Parabéns pela postagem!
boa tarde a todos.
peço licença para entrar no vosso blog.
sou um ex-combatente, senti na pele este periodo negro para os jovens portugueses, mas tive a sorte que, infelizmente muito outros não tiveram, regressei vivo.
A verdadeira história desta guerra ainda não está contada,nem o será, em minha opinião.
Quanto ao monumento que aqui se fala, fico sensibilizado ao ouvir os jovens de hoje recordar aqueles que deram o melhor, que é a vida, por uma causa não reconhecida até agora, antes pelo contrário, estou a falar de políticos, claro.
Gostaria de deixar aqui a minha modesta opinião. Porque não se dá a algumas ruas de Forninhos o nome dstes jovens? Seria a maneira mais simples de recordar, homenagear e perpetuar o nome dos filhos desta terra que tombaram numa guerra sem sentido.
Isto sem pôr em causa a ideia do monumento.
Cumprimentos
olá
esta sugestão do anónimo é uma excelente ideia colocar o nome dos combatentes que morreram em serviço nas ruas da Freguesia era uma forma de ser recordados.E embora isso ñ valha de nada talvez os seus familiares sentissem que o nome deles o sacrificio feito nunca seria esquecido.
Era uma homenagem mais que merecida
X@u
Não sei se é o mesmo anónimo que comentou em Dezembro passado no Post "Ruas da Nossa Aldeia", onde referiu a vontade de ver, pelo menos, numa das principais ruas de Forninhos o nome dos seus "filhos" mortos em combate nas antigas províncias portuguesas, mas de qualquer modo o seu comentário é um bom exemplo para como se devem comportar os restantes anónimos!!!
Caso se trate da mesma pessoa, recordar-se-á que comentei também, tal como o faço agora, indepedentemente de não ser o mesmo anónimo, que a sua sugestão é merecedora de grande apreço, pois o nome dos "filhos" mortos em combate nas antigas províncias portuguesas é mais que merecedor de serem incluídos nas principais Ruas de Forninhos e não sei porque a tal "famosa Comissão" não o fez na altura devida!!! No entanto, se não estou enganada, existe já na nossa Freguesia o Largo dos Combatentes do Ultramar (Largo da "famosa" Rotunda).

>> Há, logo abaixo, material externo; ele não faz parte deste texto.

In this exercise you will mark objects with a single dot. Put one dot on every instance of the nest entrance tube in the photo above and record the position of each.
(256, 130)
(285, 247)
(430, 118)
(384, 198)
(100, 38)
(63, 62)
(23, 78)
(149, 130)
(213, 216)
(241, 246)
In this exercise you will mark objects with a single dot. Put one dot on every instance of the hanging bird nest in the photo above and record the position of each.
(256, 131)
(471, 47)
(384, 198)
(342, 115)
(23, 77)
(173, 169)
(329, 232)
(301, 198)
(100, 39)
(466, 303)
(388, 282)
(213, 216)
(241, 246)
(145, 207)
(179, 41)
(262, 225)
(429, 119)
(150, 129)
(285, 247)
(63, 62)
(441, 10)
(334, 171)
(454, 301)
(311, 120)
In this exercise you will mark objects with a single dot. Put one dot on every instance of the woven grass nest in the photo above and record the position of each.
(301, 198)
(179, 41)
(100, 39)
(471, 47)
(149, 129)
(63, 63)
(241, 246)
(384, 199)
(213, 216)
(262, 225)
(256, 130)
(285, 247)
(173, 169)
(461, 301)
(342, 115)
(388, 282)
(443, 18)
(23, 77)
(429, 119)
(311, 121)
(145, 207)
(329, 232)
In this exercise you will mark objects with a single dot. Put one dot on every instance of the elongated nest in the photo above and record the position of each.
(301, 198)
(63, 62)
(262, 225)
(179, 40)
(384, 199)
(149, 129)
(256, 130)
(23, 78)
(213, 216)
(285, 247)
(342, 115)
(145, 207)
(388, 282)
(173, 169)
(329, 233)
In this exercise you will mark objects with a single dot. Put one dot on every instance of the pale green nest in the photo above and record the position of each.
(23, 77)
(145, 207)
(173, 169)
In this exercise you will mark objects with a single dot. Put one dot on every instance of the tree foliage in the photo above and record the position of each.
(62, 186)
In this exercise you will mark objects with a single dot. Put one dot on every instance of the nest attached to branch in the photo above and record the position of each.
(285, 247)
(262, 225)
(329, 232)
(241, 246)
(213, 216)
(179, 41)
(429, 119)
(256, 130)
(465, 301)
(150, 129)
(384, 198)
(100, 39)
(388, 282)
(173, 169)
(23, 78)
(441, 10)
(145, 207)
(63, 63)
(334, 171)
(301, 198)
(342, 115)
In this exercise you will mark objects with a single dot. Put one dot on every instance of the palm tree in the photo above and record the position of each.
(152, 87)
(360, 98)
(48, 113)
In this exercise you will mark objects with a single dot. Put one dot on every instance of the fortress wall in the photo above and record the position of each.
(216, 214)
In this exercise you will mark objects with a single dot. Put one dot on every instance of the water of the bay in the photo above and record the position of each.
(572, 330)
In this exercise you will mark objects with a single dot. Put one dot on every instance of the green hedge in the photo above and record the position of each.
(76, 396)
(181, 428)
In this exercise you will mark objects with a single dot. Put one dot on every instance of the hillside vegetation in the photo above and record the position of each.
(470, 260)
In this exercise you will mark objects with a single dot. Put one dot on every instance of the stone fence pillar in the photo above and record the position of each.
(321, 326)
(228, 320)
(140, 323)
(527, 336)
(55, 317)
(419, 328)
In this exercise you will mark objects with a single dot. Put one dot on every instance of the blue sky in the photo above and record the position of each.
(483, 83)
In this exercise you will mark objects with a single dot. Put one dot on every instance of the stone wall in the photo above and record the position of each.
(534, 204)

Já agora sugeria também que caso façam esta homenagem, quer pela construção de um monumento, quer pelo nome de Rua ou outro, podiam desde já assinalar esse dia como o Dia da Freguesia. Fica assim mais uma sugestão:))
Cpts,
Paula Albuquerque
Olá
Paula não estás enganada. O largo com a rotunda tem esse nome, mas quem não souber também é difícil ver, pois a nossa plaquinha de identificação, apesar de nova foi vandalizada, retiraram a maior parte das letras.
Não sei se isso aconteceu a mais alguma plaquinha, mas é triste ver que apesar de não serem tão bonitas como as de mármore, já não identificam nada…
Fica aqui o meu descontentamento perante este facto.
Ana Guerr@
Sim, Ana já reparei nisso também. Nesta e noutras placas. Talvez tire umas fotos agora na Páscoa e faça um Post para poder ilustrar.
Agora só ainda não entendi se se trata de uma acto de vandalismo ou se é mesmo má qualidade das mesmas.
Quem sabe com uma postagem sobre este assunto possamos entender o que realmente se passa com as nossas plaquinhas:((
@té depois
Olá a todos,
Eu acho a ideia deste SR. anónimo uma excelente ideia!!! A homenagem deve ser feita de qualquer forma... até podia ser libertar quatro pombinhas para o céu... era preciso era dar valor a quem infelizmente tombou em nome de uma guerra mal explicada (mas para mim são todas assim aliás, mas o reparo está muito bem conseguido também).
O dia da freguesia é outra ideia muito positiva, onde se podiam fazer uma série de actividades culturais, desportivas, reliogiosas, educacionais com concursos de ideias, temáticas, etc. Podia ser na altura do verão para os nossos emigrantes também participarem :)
Não me parece que a falta de letras tenha a ver com a má qualidade das placas, pois há lá umas anteriores que por exemplo onde estava "escola primária" está "cola prima", já para não falar dos chumbos que por vezes tb levam e da nossa placa que está na divisão com Dornelas. Parece-me bem mais vandalismo puro e pouco respeito pelo nosso património.